Il 4 dicembre 2021 ci ha lasciati Pierre Rabhi, il “contadino-poeta” – come amava essere definito – nato in Algeria, tra i pionieri dell’agroecologia. Scrittore, ecologista, si era impegnato attivamente per diffondere una cultura volta a proteggere, a rispettare e a nutrire la Madre Terra.

Nel 2015, ho avuto l’onore d’intervistarlo.

Per ricordarlo, propongo di seguito un estratto di quella intervista.


Quante volte abbiamo pensato di cambiare vita, di abbandonare il grigiore urbano e un lavoro talvolta alienante e sempre più precario? Quante volte è sorto l’anelito di ascoltare una voce interiore che grida l’urgenza di un maggiore contatto con Madre Natura? Questo bisogno sempre più diffuso di riconnettersi con gli elementi sembrerebbe una predisposizione innata nell’uomo, tanto che il sociobiologo Edward Wilson ha coniato il termine biofilia.

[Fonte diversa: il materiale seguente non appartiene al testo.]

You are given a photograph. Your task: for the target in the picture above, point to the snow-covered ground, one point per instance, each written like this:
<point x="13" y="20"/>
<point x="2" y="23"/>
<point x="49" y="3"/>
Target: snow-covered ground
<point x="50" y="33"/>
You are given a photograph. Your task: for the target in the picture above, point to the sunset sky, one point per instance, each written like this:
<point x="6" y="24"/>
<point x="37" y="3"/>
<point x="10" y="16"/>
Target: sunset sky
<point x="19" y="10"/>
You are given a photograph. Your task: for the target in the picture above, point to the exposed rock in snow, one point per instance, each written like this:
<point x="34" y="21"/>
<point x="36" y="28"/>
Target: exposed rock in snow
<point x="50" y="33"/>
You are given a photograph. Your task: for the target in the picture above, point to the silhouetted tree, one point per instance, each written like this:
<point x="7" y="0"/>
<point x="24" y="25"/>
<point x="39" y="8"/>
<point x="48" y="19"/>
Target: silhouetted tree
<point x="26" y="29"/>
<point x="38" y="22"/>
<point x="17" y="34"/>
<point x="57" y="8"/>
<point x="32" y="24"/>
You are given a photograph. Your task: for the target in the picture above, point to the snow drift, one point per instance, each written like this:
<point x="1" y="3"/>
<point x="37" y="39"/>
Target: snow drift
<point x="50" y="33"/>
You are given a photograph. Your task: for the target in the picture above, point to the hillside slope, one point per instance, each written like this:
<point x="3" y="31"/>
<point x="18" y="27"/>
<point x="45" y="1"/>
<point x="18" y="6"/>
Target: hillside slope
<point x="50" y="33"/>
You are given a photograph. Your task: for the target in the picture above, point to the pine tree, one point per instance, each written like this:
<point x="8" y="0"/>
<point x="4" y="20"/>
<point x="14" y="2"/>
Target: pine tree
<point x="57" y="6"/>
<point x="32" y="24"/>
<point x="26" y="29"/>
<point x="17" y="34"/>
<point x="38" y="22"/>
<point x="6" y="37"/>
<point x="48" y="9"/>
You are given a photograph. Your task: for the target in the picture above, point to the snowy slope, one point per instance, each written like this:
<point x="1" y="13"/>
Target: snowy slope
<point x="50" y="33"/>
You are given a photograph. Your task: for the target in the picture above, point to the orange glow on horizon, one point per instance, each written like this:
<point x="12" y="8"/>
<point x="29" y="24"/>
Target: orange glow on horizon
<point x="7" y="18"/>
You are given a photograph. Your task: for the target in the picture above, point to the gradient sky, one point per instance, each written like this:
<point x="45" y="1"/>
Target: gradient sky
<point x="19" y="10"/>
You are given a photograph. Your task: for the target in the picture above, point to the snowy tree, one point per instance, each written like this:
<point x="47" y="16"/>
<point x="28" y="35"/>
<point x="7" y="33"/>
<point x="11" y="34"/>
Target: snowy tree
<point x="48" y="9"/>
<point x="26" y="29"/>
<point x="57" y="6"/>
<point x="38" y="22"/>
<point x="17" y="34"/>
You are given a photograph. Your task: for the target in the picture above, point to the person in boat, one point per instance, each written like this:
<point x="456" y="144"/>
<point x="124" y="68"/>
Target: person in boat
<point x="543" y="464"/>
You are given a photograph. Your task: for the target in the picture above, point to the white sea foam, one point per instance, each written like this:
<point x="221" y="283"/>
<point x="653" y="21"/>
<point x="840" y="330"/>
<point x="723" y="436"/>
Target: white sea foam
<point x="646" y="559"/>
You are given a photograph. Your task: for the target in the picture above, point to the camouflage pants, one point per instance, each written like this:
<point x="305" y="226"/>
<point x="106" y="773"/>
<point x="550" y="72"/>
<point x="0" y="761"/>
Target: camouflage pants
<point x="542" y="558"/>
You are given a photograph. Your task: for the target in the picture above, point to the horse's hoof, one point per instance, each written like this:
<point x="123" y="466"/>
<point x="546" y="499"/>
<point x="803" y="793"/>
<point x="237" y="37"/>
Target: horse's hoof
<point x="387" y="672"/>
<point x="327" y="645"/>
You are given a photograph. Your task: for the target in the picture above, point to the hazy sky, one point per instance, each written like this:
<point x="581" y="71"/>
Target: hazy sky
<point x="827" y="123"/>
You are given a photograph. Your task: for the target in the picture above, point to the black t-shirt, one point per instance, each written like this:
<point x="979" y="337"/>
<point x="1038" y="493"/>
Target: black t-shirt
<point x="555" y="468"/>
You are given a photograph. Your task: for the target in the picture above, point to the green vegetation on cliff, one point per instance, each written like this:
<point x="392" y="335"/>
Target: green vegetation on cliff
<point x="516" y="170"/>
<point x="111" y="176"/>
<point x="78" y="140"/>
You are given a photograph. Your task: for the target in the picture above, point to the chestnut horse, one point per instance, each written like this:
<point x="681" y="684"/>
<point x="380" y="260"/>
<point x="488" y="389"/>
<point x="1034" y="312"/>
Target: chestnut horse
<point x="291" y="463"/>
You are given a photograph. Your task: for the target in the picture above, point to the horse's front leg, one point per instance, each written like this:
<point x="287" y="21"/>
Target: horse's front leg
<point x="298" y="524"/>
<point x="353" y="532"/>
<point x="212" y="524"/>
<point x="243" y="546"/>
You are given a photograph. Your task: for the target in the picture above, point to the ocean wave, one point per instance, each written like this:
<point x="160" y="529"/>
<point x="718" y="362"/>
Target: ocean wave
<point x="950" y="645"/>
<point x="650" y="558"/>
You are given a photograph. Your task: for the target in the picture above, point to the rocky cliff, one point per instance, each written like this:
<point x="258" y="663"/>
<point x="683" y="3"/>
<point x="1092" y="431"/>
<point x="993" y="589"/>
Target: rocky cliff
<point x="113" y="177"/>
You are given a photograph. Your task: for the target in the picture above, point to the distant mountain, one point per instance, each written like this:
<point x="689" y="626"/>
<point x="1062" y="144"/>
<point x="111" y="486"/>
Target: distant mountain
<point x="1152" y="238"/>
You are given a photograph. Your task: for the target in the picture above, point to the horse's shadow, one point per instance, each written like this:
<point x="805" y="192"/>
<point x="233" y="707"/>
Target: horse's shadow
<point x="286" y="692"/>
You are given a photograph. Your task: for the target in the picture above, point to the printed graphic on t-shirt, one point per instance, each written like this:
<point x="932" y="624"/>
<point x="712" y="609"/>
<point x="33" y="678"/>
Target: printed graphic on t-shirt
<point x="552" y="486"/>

Secondo Wilson nel nostro patrimonio genetico è insita una forte connessione con l’ambiente e con gli altri esseri viventi. Un forte legame maturato nel corso dei millenni partendo dai nostri antenati, in epoche in cui l’esistenza procedeva secondo i ritmi delle stagioni e in funzione dei cicli naturali. La biofilia si manifesta in certi esseri umani in una maniera prorompente, come fosse un richiamo cui è impossibile resistere. Pierre Rabhi ha seguito proprio questo amore per la Natura sviluppando in modo pionieristico l’agroecologia, come ci racconta in quest’intervista.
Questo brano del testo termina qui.